Interesting fact: in the United States, Cook County, Illinois, imposed its tax on “sodas” in 2017 with an added cent per ounce of sugary drink, which corresponds to an increase of almost 29%. The measure only remained in effect for four months, before being abolished, but during this short period of time, there was “a 25.7% drop in the volumes of targeted drinks purchased”.

When the tax was lifted, consumption returned to what it was four months earlier.

Show purchase price

For consumers to decide not to choose soda or other artificially sweetened juices, they must see the total price, including tax, when buying the product, insists Tommy Gagné-Dubé, researcher at the Research Chair in taxation and public finance. It is not only the amount of the tax that is important, he explains, the way it is designed too. “It has to show when the customer makes his choice,” says this professor at the University of Sherbrooke.

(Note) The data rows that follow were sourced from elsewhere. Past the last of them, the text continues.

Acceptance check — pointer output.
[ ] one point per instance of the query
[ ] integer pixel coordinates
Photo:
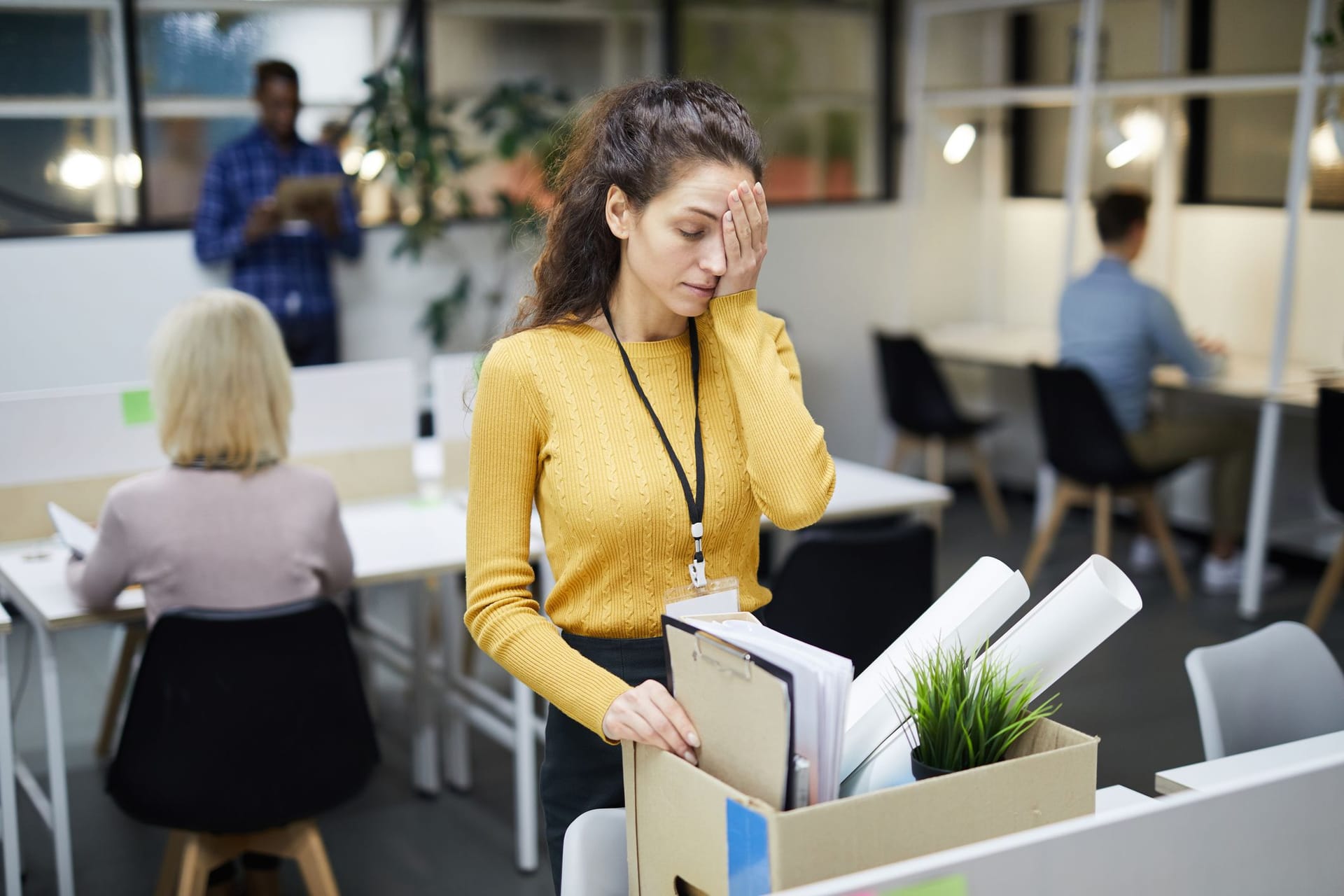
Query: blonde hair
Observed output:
(220, 383)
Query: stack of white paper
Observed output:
(968, 613)
(820, 690)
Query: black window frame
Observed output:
(889, 127)
(1194, 176)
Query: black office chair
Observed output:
(1088, 449)
(1329, 458)
(921, 407)
(242, 727)
(854, 593)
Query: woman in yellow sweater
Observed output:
(641, 399)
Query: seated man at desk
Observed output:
(1119, 330)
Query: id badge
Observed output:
(714, 597)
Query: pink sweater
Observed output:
(217, 539)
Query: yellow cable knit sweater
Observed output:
(556, 419)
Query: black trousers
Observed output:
(312, 339)
(581, 771)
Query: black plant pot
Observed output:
(923, 771)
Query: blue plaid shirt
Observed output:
(289, 273)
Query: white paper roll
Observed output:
(1069, 624)
(968, 613)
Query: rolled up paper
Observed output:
(1069, 624)
(968, 613)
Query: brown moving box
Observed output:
(690, 833)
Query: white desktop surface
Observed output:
(869, 491)
(403, 539)
(1245, 377)
(1215, 773)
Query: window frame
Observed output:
(1194, 108)
(132, 112)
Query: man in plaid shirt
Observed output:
(286, 265)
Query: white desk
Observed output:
(864, 491)
(394, 540)
(1206, 776)
(1117, 797)
(8, 808)
(1245, 377)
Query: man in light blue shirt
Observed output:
(1119, 330)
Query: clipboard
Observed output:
(742, 708)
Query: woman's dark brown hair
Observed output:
(638, 137)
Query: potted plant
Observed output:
(967, 713)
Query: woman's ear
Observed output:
(620, 214)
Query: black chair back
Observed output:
(854, 593)
(1084, 442)
(1329, 445)
(244, 720)
(917, 398)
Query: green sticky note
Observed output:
(136, 407)
(953, 886)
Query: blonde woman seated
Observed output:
(227, 524)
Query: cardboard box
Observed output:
(689, 833)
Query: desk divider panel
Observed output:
(454, 379)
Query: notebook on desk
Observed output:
(73, 532)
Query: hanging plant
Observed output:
(457, 159)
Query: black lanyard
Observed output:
(694, 500)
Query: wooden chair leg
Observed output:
(314, 865)
(1328, 592)
(195, 867)
(1044, 539)
(1102, 520)
(171, 868)
(988, 489)
(1161, 533)
(936, 458)
(118, 690)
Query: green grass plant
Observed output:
(967, 713)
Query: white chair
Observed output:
(594, 855)
(1272, 687)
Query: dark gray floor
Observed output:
(1132, 692)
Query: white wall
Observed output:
(81, 309)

If it’s like the QST at the checkout, the effect won’t be there at all. »

“The way it’s designed in Newfoundland, and as it would be if the provinces do it, it has to be the consumer who pays,” continues Professor Gagné-Dubé. It is provided for in the law, otherwise it would become an indirect tax and only the federal government can impose it under the Constitution. »

Movement within the industry

The big sugary drink manufacturers are unlikely to applaud the imposition of a tax on their products. On the other hand, they could emphasize their products which escape the tax, because less or not artificially sweetened.

It certainly has an impact for those businesses, but many have a whole range of products, many of which would not be affected by the tax.

Antoine Genest-Grégoire, PhD candidate at Carleton University

According to the researchers, that is also part of the objectives: to change the behavior of taxpayers, certainly, but also that of manufacturers so that they focus on products that are less harmful to health. Large manufacturers could also reformulate some of their drinks to avoid the tax.

A provincial responsibility

As this tax has public health objectives, it is therefore the provinces that must impose it, specifies the study.

The principle is not so much to collect revenue, but to change behavior, also specifies Luc Godbout, professor at the University of Sherbrooke and principal researcher in public finance at the Research Chair in Taxation and Public Finance. Luc Godbout looked into the matter in 2014-2015 when he chaired the Québec Taxation Review Committee. Already at the time, the idea of ​​reinvesting the revenue from the tax in sectors to directly fight against obesity was mentioned.

“Revenue from a tax aimed at changing behavior can be used directly to finance public expenditure also linked to the objective of such a tax. The payment of amounts drawn from the Quebec carbon market into a fund used to finance the electrification of transportation and the fight against [contre les] climate change responds to this logic, as does the fact that the sums raised by the taxation of cannabis are dedicated to a fund for the prevention of the harmful consequences of the consumption of this product, ”we can read in this new report.

The authors have adopted the INSPQ definition of “sweetened drink” which therefore includes “non-alcoholic beverages, whether carbonated or not, containing added sugars. More specifically, they mainly include soft drinks, fruit drinks, tea and coffee (ready-to-serve) as well as sports drinks and energy drinks that contain added sugar”.

Calling all

What impact would the imposition of a tax on your consumption of sugary, carbonated or other drinks have?